If you had been making your way along Seven Sisters Road in Finsbury Park early in the twentieth century you would have noticed a large Union Jack flying over a restaurant sandwiched between the entrance to Finsbury Park and the London Hippodrome cinema.
Advert in Hornsey Journal 18 July 1896 (from the original held in the archives of the Hornsey Historical Society)

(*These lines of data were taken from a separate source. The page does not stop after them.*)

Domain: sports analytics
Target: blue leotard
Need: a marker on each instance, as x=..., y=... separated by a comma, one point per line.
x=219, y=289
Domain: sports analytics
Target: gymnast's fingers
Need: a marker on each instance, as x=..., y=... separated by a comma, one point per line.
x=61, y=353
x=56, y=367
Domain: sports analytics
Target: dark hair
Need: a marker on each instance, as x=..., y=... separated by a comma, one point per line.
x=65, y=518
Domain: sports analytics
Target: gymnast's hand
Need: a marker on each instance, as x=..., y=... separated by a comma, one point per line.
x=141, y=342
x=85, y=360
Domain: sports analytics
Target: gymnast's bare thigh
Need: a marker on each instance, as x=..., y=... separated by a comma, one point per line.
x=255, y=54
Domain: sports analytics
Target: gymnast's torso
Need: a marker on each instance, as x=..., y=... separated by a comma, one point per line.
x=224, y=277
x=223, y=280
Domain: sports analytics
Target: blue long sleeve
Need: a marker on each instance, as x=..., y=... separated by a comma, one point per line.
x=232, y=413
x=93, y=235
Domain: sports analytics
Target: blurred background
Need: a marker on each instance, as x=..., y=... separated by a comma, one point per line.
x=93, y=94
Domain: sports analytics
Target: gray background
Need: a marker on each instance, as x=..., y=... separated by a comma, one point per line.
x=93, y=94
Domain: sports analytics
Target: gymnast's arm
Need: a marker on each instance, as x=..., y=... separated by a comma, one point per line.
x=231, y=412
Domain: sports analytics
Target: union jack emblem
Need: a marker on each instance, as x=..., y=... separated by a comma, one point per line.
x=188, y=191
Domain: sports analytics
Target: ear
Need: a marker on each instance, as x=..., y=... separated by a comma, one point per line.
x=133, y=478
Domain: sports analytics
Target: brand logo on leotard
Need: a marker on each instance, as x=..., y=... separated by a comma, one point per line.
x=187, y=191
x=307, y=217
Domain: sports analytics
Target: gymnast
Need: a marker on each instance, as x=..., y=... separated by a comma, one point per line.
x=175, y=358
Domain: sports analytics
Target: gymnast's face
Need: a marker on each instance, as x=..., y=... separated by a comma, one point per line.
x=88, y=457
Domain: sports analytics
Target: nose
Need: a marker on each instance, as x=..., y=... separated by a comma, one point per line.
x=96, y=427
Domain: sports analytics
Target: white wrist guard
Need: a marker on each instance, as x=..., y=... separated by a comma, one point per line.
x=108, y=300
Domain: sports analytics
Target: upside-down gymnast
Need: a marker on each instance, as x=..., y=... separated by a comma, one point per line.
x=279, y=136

An article published in History Today traces the progress of Pietro Pazzi who emigrated from Italian Switzerland in 1870 and opened his Finsbury Park restaurant in 1874 with the help of loans from his family.
History Today says:
The location of Pietro’s establishment at 271 Seven Sisters Road was well chosen. Though it was then on the outer periphery of London and therefore, presumably, relatively cheap, it had enormous potential. Finsbury Park had opened just a few years earlier in 1869. Its station then marked the north-eastern limit of the suburban railway and tram network and what was to become the London underground system....Over the following years Pietro became a family man with a home in nearby Stroud Green Road, where his son Guerino was born in 1877 and his daughter Florida, or ‘Florrie’, in 1879, to be followed finally by his fifth child, Rosa, in 1883.
The full article tells of Pazzi's involvement in the politics of his homeland whilst running his Finsbury Park restaurant.
Pazzi died a wealthy man in 1914 and is buried, as ‘Peter Pazzi’, in one of the most prestigious locations in Highgate Cemetery, the Circle of Lebanon vaults, surrounded by the great and the good of England.